The combined parameters of age and neutrophil percentage performed better in predicting severe COVID‐19 than these parameters alone and significantly better than single indicators, possibly because age and neutrophil percentage reflect the severity of inflammation and susceptibility of the population, respectively. In this study, we explored two ways in which age and neutrophilic percentage can be combined. ‘Age and neutrophilic percentage’ were derived from logistic regression analysis, which may be the best method of combination but was complex and clinically impractical. ‘Age + neutrophilic percentage’, which was the sum of age and neutrophil percentage, was recommended for clinical application because of its excellent predictive value for severe COVID‐19 and practicability.

In addition, there were fewer cases of exposure to confirmed patients, and cases with exposure to confirmed patients had shorter duration from symptom onset to confirmation in the severe type, which may be related to the timely follow‐up of close contacts of confirmed patients so that their contacts can receive timely diagnosis and treatment. In terms of treatment, antibiotic therapy, glucocorticoid treatment and vasoactive drug administration were more common in the severe type, which is associated with a more intense inflammatory response, more severe haemodynamic disorders and more severe immune impairment in severe‐type patients than in mild type. Thus, the clinical outcome was worse in the severe type with more extrapulmonary comorbidities and longer length of hospital stay than in the mild type.

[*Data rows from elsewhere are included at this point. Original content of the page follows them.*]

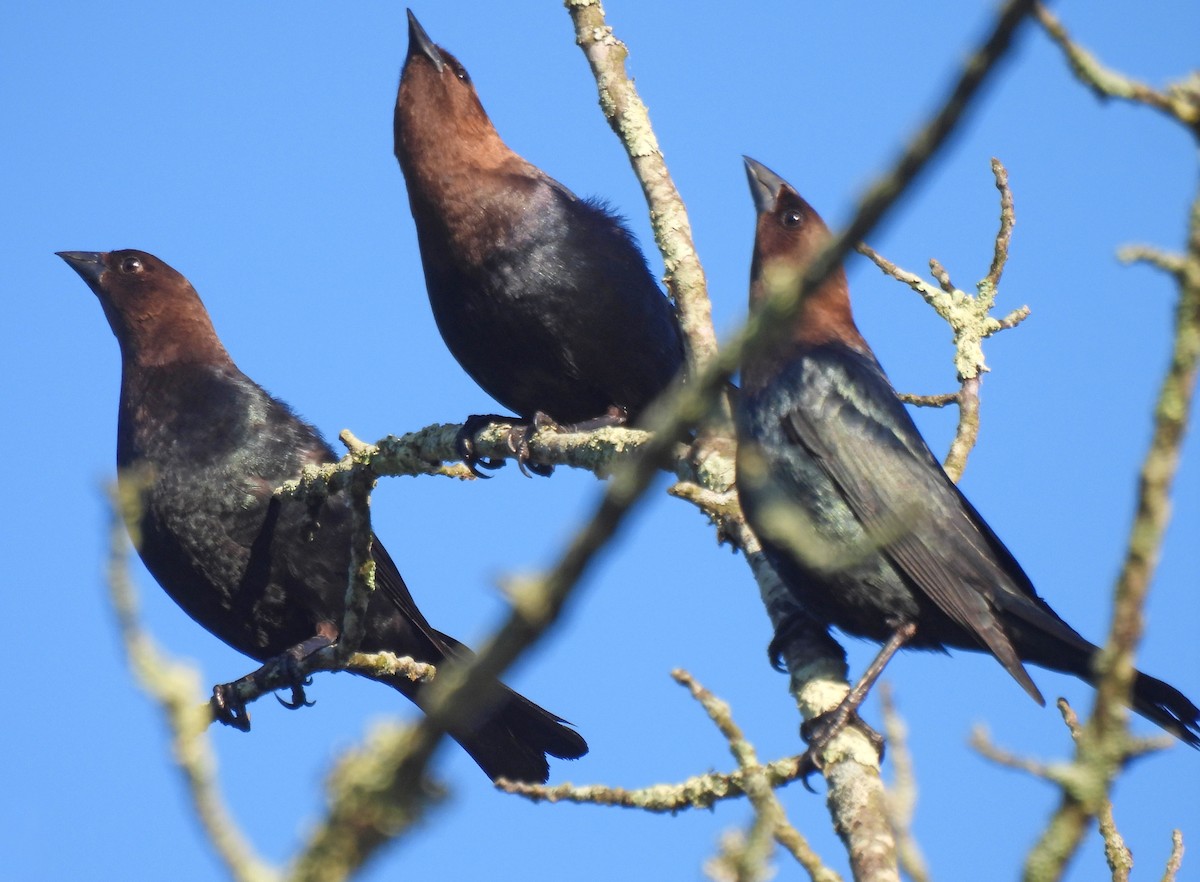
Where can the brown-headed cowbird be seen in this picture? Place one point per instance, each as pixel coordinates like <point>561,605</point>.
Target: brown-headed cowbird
<point>544,298</point>
<point>204,447</point>
<point>821,432</point>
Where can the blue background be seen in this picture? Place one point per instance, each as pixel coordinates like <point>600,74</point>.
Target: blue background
<point>250,147</point>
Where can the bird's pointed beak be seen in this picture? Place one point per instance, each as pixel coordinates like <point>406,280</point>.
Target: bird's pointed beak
<point>89,264</point>
<point>765,185</point>
<point>419,43</point>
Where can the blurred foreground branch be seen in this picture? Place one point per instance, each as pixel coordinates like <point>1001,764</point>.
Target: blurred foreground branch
<point>1103,744</point>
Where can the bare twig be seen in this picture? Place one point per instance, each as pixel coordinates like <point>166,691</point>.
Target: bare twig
<point>1175,862</point>
<point>631,121</point>
<point>903,793</point>
<point>174,687</point>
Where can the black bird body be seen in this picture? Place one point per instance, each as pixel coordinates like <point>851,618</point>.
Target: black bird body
<point>204,447</point>
<point>821,430</point>
<point>541,297</point>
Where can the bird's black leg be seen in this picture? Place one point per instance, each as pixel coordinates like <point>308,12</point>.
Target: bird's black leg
<point>465,442</point>
<point>519,443</point>
<point>227,702</point>
<point>821,729</point>
<point>520,436</point>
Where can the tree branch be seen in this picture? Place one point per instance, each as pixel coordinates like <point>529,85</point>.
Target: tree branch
<point>174,687</point>
<point>971,322</point>
<point>1104,744</point>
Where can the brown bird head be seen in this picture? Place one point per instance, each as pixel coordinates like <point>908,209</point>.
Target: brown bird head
<point>155,312</point>
<point>438,115</point>
<point>789,234</point>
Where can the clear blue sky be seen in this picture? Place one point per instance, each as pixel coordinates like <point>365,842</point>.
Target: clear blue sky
<point>250,147</point>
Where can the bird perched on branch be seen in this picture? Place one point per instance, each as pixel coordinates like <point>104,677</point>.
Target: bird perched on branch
<point>544,298</point>
<point>853,510</point>
<point>204,447</point>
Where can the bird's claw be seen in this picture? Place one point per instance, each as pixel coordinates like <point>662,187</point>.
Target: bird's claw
<point>823,729</point>
<point>228,708</point>
<point>295,683</point>
<point>519,443</point>
<point>465,445</point>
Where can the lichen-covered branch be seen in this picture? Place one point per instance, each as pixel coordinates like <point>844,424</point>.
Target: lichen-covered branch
<point>174,687</point>
<point>539,600</point>
<point>631,121</point>
<point>903,793</point>
<point>771,819</point>
<point>971,321</point>
<point>1104,744</point>
<point>1181,101</point>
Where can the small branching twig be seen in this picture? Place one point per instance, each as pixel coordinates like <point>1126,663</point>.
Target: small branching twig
<point>903,793</point>
<point>1175,862</point>
<point>971,321</point>
<point>751,779</point>
<point>174,687</point>
<point>1181,101</point>
<point>1103,745</point>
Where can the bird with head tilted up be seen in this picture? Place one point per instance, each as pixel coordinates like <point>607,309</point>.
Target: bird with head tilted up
<point>544,298</point>
<point>203,447</point>
<point>899,556</point>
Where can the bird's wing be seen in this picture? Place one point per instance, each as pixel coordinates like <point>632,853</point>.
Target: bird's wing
<point>851,423</point>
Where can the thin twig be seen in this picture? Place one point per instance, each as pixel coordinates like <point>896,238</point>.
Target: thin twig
<point>1104,743</point>
<point>903,793</point>
<point>174,687</point>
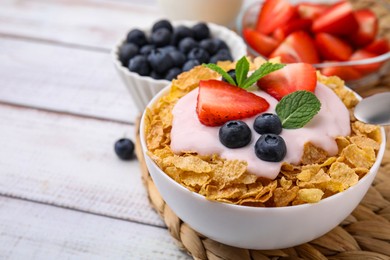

Our study has several potential weaknesses. First, it was a retrospective study, and the number of patients in this study was small. To reduce research bias, the cases in our study were from 13 hospitals in Hebei Province rather than a single centre, and the cases were matched according to the hospitals they were admitted to and their gender. Thus, to some extent, the results of this study may give clinicians a hint for early screening of patients with a tendency to progress to severe disease. Second, the main indicators analysed in this study were those on hospital admission; therefore, many parameters, such as arterial blood gas, erythrocyte sedimentation rate and procalcitonin, were not included in the analysis because of missing data. Nevertheless, our results provide a moderate and important insight on this topic.

CONCLUSIONS

The combination of age and neutrophil percentage could effectively predict severe COVID‐19. The sum of age and neutrophil percentage was recommended for clinical application because of its excellent predictive value for severe COVID‐19 and practicability.

DISCLOSURES

The authors declare that there are no conflicts of interests regarding the publication of this paper.

AUTHOR CONTRIBUTIONS

Yuhong Chen and Zhenjie Hu were involved in design. Kun Zhang, Yuhong Chen, Zhigang Cai and Lixia Liu collected the epidemiological and clinical data. Haijun Zhi, Kun Zhang, Yuhong Chen and Zhongheng Zhang summarised the data and performed analysis. Yuhong Chen drafted the manuscript. Xixin Yan, Guijun Zhu and Zhenjie Hu revised the final manuscript.

ETHICS APPROVAL AND CONSENT TO PARTICIPATE

The Ethics Commission of the Fourth Clinical Medical College of Hebei Medical University approved this study(2020KS002).